Many Nordland families are, in some cases extensively, described in written pieces especially of the 18th and the 19th century. Among these are travel journals by Gustav Peter Blom, the Swedes Johan Erik Forsström, Sven Nilsson, and J.W. Zetterstedt, the German Leopold von Buch, and the Englishmen Sir Arthur de Capell Brooke and Frederick Metcalfe. These families' culture, among other their way of being, society life, and dances, was different from that of ordinary people.

It is said that all Nordland families may be traced back to the noble family Benkestok. Not all, but however several Nordland families descend cognatically from this family. Among the most prominent is the family Ellingsen, whose progenitor Elling Christophersen (1676-1730) was a great-grandson of Margrethe Benkestok, daughter of Jon Trondson Benkestok.

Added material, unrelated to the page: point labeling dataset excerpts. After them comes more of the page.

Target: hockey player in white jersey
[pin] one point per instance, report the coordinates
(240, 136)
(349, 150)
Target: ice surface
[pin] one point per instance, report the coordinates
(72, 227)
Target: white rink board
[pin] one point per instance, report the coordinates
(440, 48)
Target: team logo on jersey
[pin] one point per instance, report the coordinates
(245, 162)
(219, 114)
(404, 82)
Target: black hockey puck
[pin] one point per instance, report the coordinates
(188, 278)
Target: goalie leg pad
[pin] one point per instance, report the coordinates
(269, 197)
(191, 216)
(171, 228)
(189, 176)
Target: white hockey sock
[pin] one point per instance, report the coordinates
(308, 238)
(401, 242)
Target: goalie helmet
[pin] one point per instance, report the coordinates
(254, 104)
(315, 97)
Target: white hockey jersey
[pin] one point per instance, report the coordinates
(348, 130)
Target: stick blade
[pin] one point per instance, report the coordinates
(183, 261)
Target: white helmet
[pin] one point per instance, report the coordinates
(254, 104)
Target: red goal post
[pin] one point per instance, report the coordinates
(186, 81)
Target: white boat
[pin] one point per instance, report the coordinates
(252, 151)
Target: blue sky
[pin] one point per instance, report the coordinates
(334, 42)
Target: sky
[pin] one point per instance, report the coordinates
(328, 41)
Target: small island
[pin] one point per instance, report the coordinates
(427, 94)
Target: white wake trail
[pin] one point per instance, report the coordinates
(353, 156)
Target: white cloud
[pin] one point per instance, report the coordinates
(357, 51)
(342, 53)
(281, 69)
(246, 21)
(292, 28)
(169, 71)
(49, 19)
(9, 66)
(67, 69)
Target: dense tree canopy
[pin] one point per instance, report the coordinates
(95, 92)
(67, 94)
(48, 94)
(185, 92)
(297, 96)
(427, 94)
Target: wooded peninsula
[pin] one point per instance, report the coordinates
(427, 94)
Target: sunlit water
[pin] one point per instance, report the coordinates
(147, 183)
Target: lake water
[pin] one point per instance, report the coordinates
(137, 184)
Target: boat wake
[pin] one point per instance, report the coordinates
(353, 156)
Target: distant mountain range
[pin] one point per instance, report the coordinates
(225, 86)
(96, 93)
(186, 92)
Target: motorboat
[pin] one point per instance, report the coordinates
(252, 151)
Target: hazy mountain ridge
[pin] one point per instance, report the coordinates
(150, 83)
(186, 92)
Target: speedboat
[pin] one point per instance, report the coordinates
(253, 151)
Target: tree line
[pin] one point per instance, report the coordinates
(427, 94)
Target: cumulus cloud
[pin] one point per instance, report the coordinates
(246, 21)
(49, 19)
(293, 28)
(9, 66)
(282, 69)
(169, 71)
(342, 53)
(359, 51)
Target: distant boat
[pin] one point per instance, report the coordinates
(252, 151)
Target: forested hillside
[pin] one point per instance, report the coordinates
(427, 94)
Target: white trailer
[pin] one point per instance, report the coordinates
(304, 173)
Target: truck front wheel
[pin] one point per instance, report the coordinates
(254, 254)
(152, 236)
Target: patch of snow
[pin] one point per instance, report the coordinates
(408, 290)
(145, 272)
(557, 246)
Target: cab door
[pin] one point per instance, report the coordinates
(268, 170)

To Nordland families belong many nationally prominent persons, among others trader Erasmus B.K. Zahl (Knut Hamsun's Mack) of the Zahl family, cabinet minister Sofus A.B. Arctander of the Arctander family, and cabinet minister Jakob M. Schøning of the Schøning family.

== History ==
The concept is of old days. It is frequently used in historical and genealogical literature of the 20th century. Some years after the publication of genealogist Wilhelmine Brandt's Slægten Benkestok (1904), genealogist Stian Herlofsen Finne-Grønn described it as a genealogical magazine for Nordland families. Otherwise the concept occurs among other places in Jakob Schøning's Nordlands-slegten Schøning i 360 aar (1928), Johan Hveding's Nordlandsslekten Hveding (1944), Nils Parelius's Nordlandsslekten Mentzonis opprinnelse (1956) and Gerd Fjellstad's Fra adel til bumenn : Nordlandsslekter (1996).